Guilt, because we are not good enough to get that healing.
This is Part 3 of a series of posts by Sharon, an Ex-Christian Scientist Group contributor.
I grew up in a home filled with pictures—not of Jesus Christ—but of Mary Baker Eddy. Pictures of her on our walls: pictures of where she lived, her living room, her study, her rocking chair, and of her standing on her balcony at this house and that house.
I have a copy of the first edition of Science & Health, which is almost unreadable it is written so badly. Until Mary Baker Eddy had it rewritten, edited, and re-edited by someone else, it was obviously written by a person with some kind of thought disorder. And yet, this person was deified in my house. How much more cult-like could it be?
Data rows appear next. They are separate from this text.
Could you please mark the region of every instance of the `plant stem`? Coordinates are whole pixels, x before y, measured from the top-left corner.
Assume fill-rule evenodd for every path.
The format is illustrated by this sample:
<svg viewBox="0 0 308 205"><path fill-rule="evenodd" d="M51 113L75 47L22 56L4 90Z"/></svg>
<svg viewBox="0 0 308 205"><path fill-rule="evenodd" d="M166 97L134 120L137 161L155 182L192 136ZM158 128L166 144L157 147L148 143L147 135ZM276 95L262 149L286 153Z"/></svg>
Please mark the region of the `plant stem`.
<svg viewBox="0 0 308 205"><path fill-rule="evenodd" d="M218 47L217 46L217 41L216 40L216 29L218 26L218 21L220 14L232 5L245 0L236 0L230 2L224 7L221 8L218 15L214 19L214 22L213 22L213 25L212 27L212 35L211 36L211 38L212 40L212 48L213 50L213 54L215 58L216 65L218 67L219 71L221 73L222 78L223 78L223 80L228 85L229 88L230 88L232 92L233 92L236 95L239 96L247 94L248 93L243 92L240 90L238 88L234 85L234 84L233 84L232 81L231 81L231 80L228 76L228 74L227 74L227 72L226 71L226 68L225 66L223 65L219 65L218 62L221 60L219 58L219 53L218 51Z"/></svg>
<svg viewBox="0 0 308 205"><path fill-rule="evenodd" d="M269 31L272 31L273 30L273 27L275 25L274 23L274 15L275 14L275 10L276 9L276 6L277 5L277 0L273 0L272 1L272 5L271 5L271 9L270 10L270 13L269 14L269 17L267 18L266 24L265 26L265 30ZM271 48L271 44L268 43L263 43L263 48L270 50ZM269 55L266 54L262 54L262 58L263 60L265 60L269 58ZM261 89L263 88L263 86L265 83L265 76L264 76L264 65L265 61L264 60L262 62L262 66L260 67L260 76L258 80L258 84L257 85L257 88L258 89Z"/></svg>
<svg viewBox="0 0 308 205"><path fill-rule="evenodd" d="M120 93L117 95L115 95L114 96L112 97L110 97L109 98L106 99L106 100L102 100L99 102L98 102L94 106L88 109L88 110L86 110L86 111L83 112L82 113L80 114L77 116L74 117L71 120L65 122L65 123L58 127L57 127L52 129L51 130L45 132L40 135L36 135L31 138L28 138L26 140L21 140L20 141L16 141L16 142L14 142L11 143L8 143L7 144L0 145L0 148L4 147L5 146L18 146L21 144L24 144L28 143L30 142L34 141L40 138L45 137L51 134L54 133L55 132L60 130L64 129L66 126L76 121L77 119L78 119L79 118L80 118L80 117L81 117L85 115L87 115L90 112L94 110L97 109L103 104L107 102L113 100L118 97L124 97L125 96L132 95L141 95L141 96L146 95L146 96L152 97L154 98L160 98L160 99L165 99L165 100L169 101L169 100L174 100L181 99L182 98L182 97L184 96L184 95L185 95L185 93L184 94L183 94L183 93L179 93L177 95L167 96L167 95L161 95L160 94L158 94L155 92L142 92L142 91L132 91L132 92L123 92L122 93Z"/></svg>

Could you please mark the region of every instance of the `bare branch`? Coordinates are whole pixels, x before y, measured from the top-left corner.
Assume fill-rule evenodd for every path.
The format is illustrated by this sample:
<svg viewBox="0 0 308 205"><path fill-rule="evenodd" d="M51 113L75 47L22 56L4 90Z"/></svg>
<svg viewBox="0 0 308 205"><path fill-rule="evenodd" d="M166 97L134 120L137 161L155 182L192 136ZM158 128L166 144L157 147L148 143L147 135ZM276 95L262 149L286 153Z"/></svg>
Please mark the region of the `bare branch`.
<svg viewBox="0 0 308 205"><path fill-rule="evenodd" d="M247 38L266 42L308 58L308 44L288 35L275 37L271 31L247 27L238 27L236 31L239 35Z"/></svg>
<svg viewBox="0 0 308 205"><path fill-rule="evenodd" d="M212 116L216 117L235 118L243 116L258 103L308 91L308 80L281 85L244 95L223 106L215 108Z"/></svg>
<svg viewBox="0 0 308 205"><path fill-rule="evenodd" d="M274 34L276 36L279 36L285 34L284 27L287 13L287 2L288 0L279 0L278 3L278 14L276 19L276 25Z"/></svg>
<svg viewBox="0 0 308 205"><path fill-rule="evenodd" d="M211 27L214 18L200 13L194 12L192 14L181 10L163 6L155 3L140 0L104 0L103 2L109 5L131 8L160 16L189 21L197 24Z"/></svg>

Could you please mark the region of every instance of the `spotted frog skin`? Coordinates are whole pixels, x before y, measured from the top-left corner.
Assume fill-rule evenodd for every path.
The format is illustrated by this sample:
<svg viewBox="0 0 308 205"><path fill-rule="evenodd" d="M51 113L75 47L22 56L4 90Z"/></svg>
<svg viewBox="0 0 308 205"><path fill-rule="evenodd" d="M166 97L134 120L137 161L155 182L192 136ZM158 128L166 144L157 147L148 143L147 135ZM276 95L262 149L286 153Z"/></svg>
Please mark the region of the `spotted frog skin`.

When I read about how Mrs. Eddy’s writings elevate her above Jesus and the Bible, I feel a split in my brain. Most of my brain finds it unbelievably delusional, and yet part of my brain accepts it as natural after hearing it throughout my first thirty-three years of life. I do think Christian Science has a brainwashing effect. It is very hard to get this junk out of your head.
I have read all the biographies of Mary Baker Eddy with histories of the Christian Science church, authorized and unauthorized, and I know from personal experience that it does not work and that it really is not Christian nor is it a science. Yet after a time, the old programming reasserts itself and I find myself thinking, “Oh well, Christian Science isn’t for me, but it’s fine for some people.” Then when I start reading again like I am now, I’m blown away by how cultish it is, and how damaging.